Information posted online revealed where she worked - and when, CBS News correspondent Seth Doane reports.
Later, she was tailed home.
But all of those details came from the girl herself: Adrienne Chavez posted them on her own Web page.
"You don't think it's a big deal because everybody has personal information online, so you know, I never thought twice about it," Chavez said.
Her stalkers - fellow classmates at Thomas S. Wootton High School in Maryland, participating in a project to show how vulnerable teenagers make themselves on the Internet.
"She caught on at one point that people were following her, but if it was a really good stalker she might not have caught on before it was too late," said classmate Amy Ding. "And she would have never known until something serious happened."
According to one recent survey, 61 percent of teens reveal where they live on their profiles, 29 percent give their email addresses and 29 percent even post their last names.
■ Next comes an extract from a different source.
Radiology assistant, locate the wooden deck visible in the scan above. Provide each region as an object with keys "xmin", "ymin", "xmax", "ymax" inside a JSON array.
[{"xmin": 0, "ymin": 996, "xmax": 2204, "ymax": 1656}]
All of which is a bad idea, says Wyoming investigator Flint Waters, who's made it a personal crusade to track Internet predators.
"We find where the child has been online, or the teen has been online and the single picture of themselves wearing the school jersey, or wearing some other distinguishing clothing lets this predator figure out where they are and how to reach them," Waters said.
In fact, in a quick survey of social-networking sites, we found one girl posting her cell phone number online - another one names her college, and even the dorm she lives in … including the number on her door. One young man shows his phone number and his employer.
Internet safety expert Parry Aftab, who spoke to the school, says teens continue to let their guard down online, when they should do the opposite.
"The kids have a disconnect, a total disconnect between reality and virtuality. When they are online they think it's a special world that they can control - what they don't realize is that it's special world, alright, but they have no control over it at all.
The project was so realistic it hit a nerve.
"Kids got mad at us for saying, 'you know, you're not our parents, you can't tell us what to do,'" said student Ben Gordon. "And we said, well, we're not. What we are saying is 'don't be stupid about it', don't show the world what you are doing in your spare time,' because it will get you in trouble."
How to stop it?
Aftab says: "We can talk to parents, but get in line behind 'don't do drugs, eat healthy, exercise' - it just doesn't get there. And parents are absolutely convinced that their child would never agree to a meeting off line."
But Aftab says there are some things teens can do.
In the end, as the students at Wooten learned. It is up to the teens themselves to be smart with their online behavior.
"What we are saying is 'don't be stupid about it, don't show the world what you are doing in your spare time' because it will get you in trouble."